Wednesday, 22 March 2017

The Last Knight/New Designs - Early First Impressions

So, we've been seeing photos from a couple of toy shows featuring toys from the line accompanying the new live action movie, The Last Knight and many of them look... familiar. Bumblebee is yet another reshelling of the honed-to-perfection figure they got right back in the Revenge of the Fallen toyline (only to take several steps backward with each subsequent figure, culminating with the over-simplified mess of a toy based on the over-complicated mess of CGI that was Age of Extinction 'Bee). Drift and Crosshairs are reshellings, with the most exciting aspect of the two of them being Drift's new, eyeball-melting orange colourscheme and an inverted transformation versus the AoE Deluxe. There's a new Optimus Prime - obviously - which looks leagues better than either of the Leader Class figures from the AoE toyline, despite being only a Voyager. The only major improvements are with the Decepticons... A new Barricade looks decent, a new seemingly generic character known only as 'Berserker' is the Crankcase toy we should have got in the Dark of the Moon toyline, rather than the brittle piece of crap than came out at the time...

...And the new Megatron...

...Actually looks fantastic. Yes, his alternate mode is another Cybertronian jet rather than a development of his Dark of the Moon post-apocalyptic death tanker, and so it loses a few points in my estimation, but at least it actually looks like a jet this time, rather than an obscure weapon liable to inflict as much injury on its wielder as on its intended victim. Robot mode is suitably terrifying without resorting to just being a mass of shiny spikes...

And yet...

...Maybe it's just me, but Megatron no longer looks like a TransFormer. OK, let me clarify: The original live action movie Megatron didn't look like a TransFormer because he was just a mass of shifting spikes that proved impossible to turn into a decent plastic toy at any scale. Revenge of the Fallen Megatron had exactly the same problem, but the toy wasn't a complete disaster given what the designers had to work with, it just needed some third party upgrades to make it right... And yet, without a recognisable, real world alternate mode 'disguise', it was still a bit crap as a 'Robot In Disguise'. Dark of the Moon Megatron was the first halfway decent version, with a recognisable, terrestrial 'disguise' (albeit at a stretch considering Earth wasn't a post-apocalyptic wasteland in that film), leading to an excellent Voyager class toy that would surely have been a triumph as a Leader class toy. Then the design went batshit crazy all again with Age of Extinction's Galvatron, where the vehicle mode was excellent... but the robot mode gave so little indication of being something that turned into a truck, the toy had to resort to being a shell-former.

The new version of Megatron - and I'm sure the movie will go to great lengths to explain why he's gone back to that name rather than continuing as Galvatron... assuming it's even the same robot - has a far more believable alternate mode, despite not being based on a real-life vehicle of any kind.
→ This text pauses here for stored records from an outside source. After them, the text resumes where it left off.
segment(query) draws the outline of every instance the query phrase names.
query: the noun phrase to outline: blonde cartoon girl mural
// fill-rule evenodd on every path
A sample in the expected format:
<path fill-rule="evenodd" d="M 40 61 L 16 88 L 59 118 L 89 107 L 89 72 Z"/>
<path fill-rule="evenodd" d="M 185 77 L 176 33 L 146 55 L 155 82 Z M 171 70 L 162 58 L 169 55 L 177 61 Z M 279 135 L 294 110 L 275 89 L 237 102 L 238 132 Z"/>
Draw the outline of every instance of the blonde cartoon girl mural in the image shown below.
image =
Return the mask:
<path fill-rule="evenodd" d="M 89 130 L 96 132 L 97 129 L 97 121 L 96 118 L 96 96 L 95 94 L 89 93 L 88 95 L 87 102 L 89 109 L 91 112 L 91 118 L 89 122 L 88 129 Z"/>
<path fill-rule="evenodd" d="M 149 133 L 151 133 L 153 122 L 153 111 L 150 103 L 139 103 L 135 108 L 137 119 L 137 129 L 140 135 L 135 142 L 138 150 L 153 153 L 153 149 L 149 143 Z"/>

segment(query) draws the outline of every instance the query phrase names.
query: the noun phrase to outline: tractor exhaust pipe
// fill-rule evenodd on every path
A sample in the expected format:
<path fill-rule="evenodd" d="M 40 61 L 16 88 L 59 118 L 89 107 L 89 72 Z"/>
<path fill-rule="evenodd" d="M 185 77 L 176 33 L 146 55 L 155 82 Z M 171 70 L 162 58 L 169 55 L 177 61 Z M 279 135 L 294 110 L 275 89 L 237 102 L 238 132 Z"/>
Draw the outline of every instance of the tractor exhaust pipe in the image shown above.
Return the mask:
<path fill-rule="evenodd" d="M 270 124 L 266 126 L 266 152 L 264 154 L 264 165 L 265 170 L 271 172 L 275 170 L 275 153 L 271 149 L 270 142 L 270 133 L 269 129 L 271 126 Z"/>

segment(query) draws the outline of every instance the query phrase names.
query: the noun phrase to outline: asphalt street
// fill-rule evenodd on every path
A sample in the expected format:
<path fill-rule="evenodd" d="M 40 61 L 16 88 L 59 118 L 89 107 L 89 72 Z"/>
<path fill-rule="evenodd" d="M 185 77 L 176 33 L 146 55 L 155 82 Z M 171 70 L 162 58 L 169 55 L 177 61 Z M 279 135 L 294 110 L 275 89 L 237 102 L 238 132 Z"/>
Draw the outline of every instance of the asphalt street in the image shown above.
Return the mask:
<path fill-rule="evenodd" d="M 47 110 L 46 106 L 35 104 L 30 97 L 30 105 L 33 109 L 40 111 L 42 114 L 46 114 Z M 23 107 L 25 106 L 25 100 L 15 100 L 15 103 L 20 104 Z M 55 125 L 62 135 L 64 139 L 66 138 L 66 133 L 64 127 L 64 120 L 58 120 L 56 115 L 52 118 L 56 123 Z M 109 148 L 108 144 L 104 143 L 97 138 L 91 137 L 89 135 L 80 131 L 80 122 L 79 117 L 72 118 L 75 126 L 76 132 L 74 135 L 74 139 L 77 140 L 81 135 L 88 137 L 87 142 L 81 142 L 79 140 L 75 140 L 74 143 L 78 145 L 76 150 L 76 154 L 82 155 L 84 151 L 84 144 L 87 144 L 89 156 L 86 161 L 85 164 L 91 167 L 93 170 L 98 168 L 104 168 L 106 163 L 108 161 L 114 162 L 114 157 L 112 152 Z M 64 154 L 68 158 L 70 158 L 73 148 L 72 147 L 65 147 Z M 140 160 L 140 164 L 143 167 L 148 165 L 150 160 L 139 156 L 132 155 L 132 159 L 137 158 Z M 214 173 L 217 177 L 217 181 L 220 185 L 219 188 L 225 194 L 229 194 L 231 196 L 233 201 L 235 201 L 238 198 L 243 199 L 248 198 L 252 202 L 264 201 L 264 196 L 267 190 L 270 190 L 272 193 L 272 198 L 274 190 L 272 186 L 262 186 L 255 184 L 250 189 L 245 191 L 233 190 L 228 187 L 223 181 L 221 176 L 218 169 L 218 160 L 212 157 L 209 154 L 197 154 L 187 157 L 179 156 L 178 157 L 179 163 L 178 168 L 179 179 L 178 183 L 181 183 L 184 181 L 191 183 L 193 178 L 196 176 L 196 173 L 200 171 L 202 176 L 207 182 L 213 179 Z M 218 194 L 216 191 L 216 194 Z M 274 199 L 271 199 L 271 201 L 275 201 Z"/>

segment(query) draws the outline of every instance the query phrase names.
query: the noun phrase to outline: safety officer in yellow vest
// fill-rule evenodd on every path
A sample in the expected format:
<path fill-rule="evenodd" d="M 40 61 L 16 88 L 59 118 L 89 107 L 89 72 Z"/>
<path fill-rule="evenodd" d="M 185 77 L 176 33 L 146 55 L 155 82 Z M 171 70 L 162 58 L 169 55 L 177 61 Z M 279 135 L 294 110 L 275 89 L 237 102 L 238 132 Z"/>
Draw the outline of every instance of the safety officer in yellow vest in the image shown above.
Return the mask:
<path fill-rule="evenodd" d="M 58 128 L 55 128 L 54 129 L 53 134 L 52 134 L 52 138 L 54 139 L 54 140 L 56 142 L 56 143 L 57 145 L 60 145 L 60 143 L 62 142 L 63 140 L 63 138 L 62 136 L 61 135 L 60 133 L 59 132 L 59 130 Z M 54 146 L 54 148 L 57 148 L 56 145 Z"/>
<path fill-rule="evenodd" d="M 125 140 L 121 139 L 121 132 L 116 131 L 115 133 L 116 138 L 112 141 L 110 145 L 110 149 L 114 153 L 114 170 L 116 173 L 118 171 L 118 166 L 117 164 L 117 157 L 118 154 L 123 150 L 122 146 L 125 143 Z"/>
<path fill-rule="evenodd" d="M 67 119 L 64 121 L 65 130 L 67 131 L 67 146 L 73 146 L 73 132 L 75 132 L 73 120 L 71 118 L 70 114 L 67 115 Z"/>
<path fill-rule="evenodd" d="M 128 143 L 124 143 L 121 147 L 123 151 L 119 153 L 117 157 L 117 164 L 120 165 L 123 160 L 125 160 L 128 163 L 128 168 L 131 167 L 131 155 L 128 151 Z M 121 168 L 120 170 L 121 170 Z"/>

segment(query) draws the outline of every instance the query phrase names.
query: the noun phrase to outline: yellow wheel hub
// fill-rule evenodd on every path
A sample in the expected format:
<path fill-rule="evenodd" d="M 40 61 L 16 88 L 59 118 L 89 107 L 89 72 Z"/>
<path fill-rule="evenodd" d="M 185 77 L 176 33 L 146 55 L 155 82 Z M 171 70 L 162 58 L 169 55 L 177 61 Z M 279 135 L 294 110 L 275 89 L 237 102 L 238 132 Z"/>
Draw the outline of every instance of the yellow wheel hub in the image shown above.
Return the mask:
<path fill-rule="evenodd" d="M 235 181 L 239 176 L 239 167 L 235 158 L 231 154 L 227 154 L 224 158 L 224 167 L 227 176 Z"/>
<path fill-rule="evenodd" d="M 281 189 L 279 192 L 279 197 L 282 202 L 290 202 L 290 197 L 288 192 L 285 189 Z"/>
Unlike the first movie Megatron's jet mode, this one appears to have visible means of propulsion - highlighted by what appears to be a pair of large sculpted flame missiles - and a cockpit-analogue rather than a visible head. While we've not seen any images of the underside of the toy, the look of the Leader class vehicle suggests a fair bit of the robot might be visible below, but not to the extent of, say, RotF Jetfire. The Voyager class version actually has chunks of the robot's leg embedded in the wings as well, but still makes a decent robot. In short, it seems like a reasonable amount of thought has gone into designing the new Megatron's vehicle mode.

Robot mode, though..? While I was certainly no fan of the Shrike-like silver-and-chrome spiked look used in the first two movies, I'm not sure about this new fantasy aesthetic. Given that we've seen one dragon in the trailer, and toy images of a second, Megatron's look is more TransFormers: Skyrim than anything that has gone before.

It's almost as if there's a new crossover toyline, in which alien knights from some bizarre mediaeval future have been given the ability to shape-shift into spacecraft... except that there's just so little evidence of an alternate vehicle form in the robot's design that the alternate mode almost seems incongruous, if not superfluous. Granted, it's a development of Age of Extinction Optimus Prime's new look, which exhibited precious little sign of being a robot that could turn into a truck because it all happened by way of CGI trickery, and the resultant toy was a bit crap... but it strikes me as a very poor decision on Hasbro's part to allow these sorts of designs to appear in the movie, when it doesn't really match the aesthetic of most of the other robots in the movie, let alone translate properly into plastic.

Right now, based on what little I've seen of the movie in trailers, etc. I'm not looking forward to the completed movie and may even skip on it altogether... The toyline appears to have even fewer figures that I'd want to purchase than the Age of Extinction line, but we'll have to wait and see what sort of whims take me when they finally start appearing on shelves and online.